To insist upon feeling like a worm would almost be like a loving spouse telling his beloved how much he adored her and she pushing him away saying, "No, I cannot receive this love because I am such a mess..." How would that make the loving spouse feel? He'd feel rejected and sad because it is a very sad thing when someone is unable or unwilling to receive the love you have for them.

Confession gives us the opportunity to experience that love all over again. It keeps us humble as we realize how fragile we are, how damaged we've been from sin, and how we desperately need the forgiveness of our Father so that we can go out into the Babylon world and try again. Living the holy life and becoming a saint doesn't happen overnight. Every saint that we revere had their own temptations and failings. The difference between them and the nominal Catholic is that they kept hammering away at it, going to Mass faithfully, receiving the sacraments, and understanding the need for grace.

At a certain level, I relished my discomfort as I stood in line. I enjoyed knowing I was being humbled because you see, I have a strong spirit, a pretty healthy-sized ego, and I need to admit more often when I am wrong. The Sacrament of Reconciliation gives me this opportunity and I am more thankful each time I receive it that I have the opportunity to receive it.

The priest made me smile at the end when he told me "welcome home." He said that other churches may be fine and have good things, but they don't have the faith in fullness. If only my other brothers and sisters in Christ could experience this sacrament, they may understand a little more what that fullness entails.
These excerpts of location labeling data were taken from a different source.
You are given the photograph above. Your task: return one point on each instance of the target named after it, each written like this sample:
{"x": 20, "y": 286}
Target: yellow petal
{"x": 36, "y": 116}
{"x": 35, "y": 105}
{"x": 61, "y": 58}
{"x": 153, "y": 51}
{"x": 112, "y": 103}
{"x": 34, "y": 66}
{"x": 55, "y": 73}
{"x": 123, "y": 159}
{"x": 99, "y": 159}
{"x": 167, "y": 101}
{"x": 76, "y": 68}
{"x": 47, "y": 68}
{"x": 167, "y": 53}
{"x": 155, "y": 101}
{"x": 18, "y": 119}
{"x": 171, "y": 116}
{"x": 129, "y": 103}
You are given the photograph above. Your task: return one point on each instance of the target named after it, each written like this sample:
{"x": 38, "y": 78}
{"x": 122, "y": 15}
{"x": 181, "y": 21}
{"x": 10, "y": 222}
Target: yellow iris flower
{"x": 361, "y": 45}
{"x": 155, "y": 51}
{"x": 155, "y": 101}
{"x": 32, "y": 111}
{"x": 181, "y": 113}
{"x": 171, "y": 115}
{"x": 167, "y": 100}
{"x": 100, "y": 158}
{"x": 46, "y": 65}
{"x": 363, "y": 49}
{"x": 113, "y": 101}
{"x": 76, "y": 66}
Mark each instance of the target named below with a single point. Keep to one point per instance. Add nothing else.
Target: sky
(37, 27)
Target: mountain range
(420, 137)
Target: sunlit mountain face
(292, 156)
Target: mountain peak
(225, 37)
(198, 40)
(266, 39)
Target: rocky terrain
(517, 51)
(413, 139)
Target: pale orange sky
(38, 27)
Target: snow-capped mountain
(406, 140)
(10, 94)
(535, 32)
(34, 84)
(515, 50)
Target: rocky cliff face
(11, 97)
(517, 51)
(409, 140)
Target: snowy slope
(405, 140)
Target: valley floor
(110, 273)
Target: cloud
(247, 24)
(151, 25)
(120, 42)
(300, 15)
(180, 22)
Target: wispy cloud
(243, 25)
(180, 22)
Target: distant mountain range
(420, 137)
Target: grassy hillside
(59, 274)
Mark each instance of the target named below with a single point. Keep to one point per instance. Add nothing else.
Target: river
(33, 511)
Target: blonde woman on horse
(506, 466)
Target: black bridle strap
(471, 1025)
As it is, I thanked God once again for His love for me and for all the priests who so faithfully listen to our prayers. God bless our priests!


Rachel said...

I love that analogy of how a husband would feel if his wife was unable to receive his love. That really brings home that God *wants* us to run to Him and not punish ourselves by waiting outside.

Kelly said...

As a convert I have come to embrace this sacrament and the grace it offers. In the same way God prodded me to the Catholic Church He prodded me to go to Reconciliation and it has become a cherished part of the practice of my faith. Nice blog. Blessings....

Adrienne said...

Our church had a Service scheduled Monday night and not one person showed up. NOT ONE!

As our parish slides more into the 1970's, signs of decline are obvious. Very sad!

Amber said...

*sigh* I love all your posts, but I especially love your "What I Love About Catholicism" posts.

I'm in the middle of converting, still attending RCIA, and Reconciliation is something I'm both looking forward to and dreading. On the one hand, I do believe it's necessary, and I want to be able to confess (and boy is there a lot to confess), but on the other hand, I have to sit there and tell our priest, who is a wonderful man, all the wrong, wrong things I can ever remember doing. And then, do I want to face him? Can I bring myself to look him in the eye and list all of this stuff? Or do I sit behind the screen and feel ridiculous because I can't face him, even though, at least for the first confession, he's certainly going to know its me.

Anyway, sorry for the long ramble. I just wanted to say that hearing about how you've come to appreciate this sacrament more makes me feel a little better about it.


Anonymous said...

I was Baptist until I was 33 & next April will be Catholic 10yrs. This is the most awkward sacrament for me because I was accustomed to praying privately over my sins. I went to our Advent penance service this week. I go to reconciliation but agonize over making a "good" confession. I ended up getting asked to be a reader also. I lector and no one had been assigned to read.